Voici un extrait du spectacle que BTSM a donné au festival Lost Lands, dans l’État de l’Ohio, en septembre dernier.

« Notre album New Worlds porte sur le changement à travers le prisme de la science-fiction. Il y a beaucoup d’incertitude et de bouleversements dans le monde avec les fake news, la politique, la technologie, la cryptomonnaie », explique Patrick Barry.

Sans prendre position politiquement, BTSM y décrit un monde à reconstruire et une quête pour retrouver la « BTSM Church » (clin d’œil au premier album). « C’est une façon d’incorporer nos fans », souligne Julien Maranda.

On croirait entendre Kendrick Lamar dans l’extrait Zombie, mais c’est plutôt la voix du rappeur montréalais Panther.

Les chansons de New Worlds font référence à l’intelligence artificielle, à la rébellion et même aux Réplicants (en sorte d’hommage à Blade Runner).
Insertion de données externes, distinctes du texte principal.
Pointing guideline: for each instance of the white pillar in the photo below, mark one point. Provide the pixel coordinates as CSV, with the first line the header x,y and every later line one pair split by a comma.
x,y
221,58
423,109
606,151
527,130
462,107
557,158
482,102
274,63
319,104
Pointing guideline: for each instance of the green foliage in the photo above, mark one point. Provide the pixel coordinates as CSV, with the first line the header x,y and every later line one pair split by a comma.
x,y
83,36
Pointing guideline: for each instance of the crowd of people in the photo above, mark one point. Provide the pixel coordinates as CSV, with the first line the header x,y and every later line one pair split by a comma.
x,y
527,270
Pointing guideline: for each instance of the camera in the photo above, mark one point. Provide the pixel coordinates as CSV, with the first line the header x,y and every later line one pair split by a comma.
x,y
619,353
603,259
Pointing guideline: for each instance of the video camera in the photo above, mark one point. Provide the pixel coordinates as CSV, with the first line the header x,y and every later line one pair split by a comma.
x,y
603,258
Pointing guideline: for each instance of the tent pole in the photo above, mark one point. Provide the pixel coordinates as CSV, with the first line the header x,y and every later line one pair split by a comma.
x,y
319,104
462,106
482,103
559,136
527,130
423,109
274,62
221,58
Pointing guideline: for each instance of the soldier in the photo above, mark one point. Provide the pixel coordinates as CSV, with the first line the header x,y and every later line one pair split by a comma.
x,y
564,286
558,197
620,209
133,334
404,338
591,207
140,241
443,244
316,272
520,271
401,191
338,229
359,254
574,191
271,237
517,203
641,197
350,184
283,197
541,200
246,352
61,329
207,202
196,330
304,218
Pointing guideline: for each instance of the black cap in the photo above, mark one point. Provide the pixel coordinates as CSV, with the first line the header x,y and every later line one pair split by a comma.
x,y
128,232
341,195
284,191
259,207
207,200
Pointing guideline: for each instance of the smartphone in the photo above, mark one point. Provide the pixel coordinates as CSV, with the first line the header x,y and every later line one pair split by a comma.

Y ont collaboré Kai Wachi, Apashe, LeKtriQue, YOOKiE et Sullivan King. « On ne veut pas transmettre un message, mais des émotions », précise Patrick Barry.

Kannibalen Records

En marge de Black Tiger Sex Machine, ses trois membres gèrent la maison de disques Kannibalen Records, qui compte dans ses rangs Dabin, Apashe, Karluv Klub, Kai Wachi et Snails. Ils peuvent compter sur quatre employés et de nombreux pigistes.

« Nous avons créé une compagnie de publishing [édition musicale] à l’interne. Nous ne voulions pas céder notre catalogue, car la musique de Kannibalen est cinématographique, souligne Julien Maranda. Apashe fait la plupart de ses revenus avec des trailers [bandes-annonces] pour Netflix, des films comme Kingsman 2 et des pubs de Budweiser, Adidas et de la NBA. »

Apashe a aussi partagé la scène avec The Chainsmokers, Diplo et Adventure Club. Il vient de lancer le EP Requiem, inspiré par Mozart, et cumule des millions d’écoutes sur Spotify.

« Dabin a obtenu une nomination au gala des Juno dans la catégorie du meilleur album électronique », ajoute Marc-André Chagnon.

Sur Twitter, Dabin s’est réjoui d’être nommé pour un album « fait dans sa chambre » et paru sous « un label indépendant fondé par [s]es amis ».

Depuis ses débuts, Kannibalen Records fonctionne sans subvention. « Mais on vient de faire une demande à FACTOR [un programme de soutien financier aux artistes et entreprises du disque] », souligne Patrick Barry.

« Mais notre compagnie a grandi hors des structures et sans les vieilles habitudes… à l’ère nouvelle de la musique avec les réseaux sociaux avec la distribution en ligne, poursuit-il. Les réseaux sociaux, c’est notre force. Nous avons le contrôle de notre message et nous rejoignons nos fans directement, sans intermédiaire. Nous suivons vraiment les habitudes de consommation. »

« Il n’y a pas d’école. Tu apprends sur le tas », ajoute Julien Maranda.

« En tout cas, Kannibalen est une famille », conclut-il.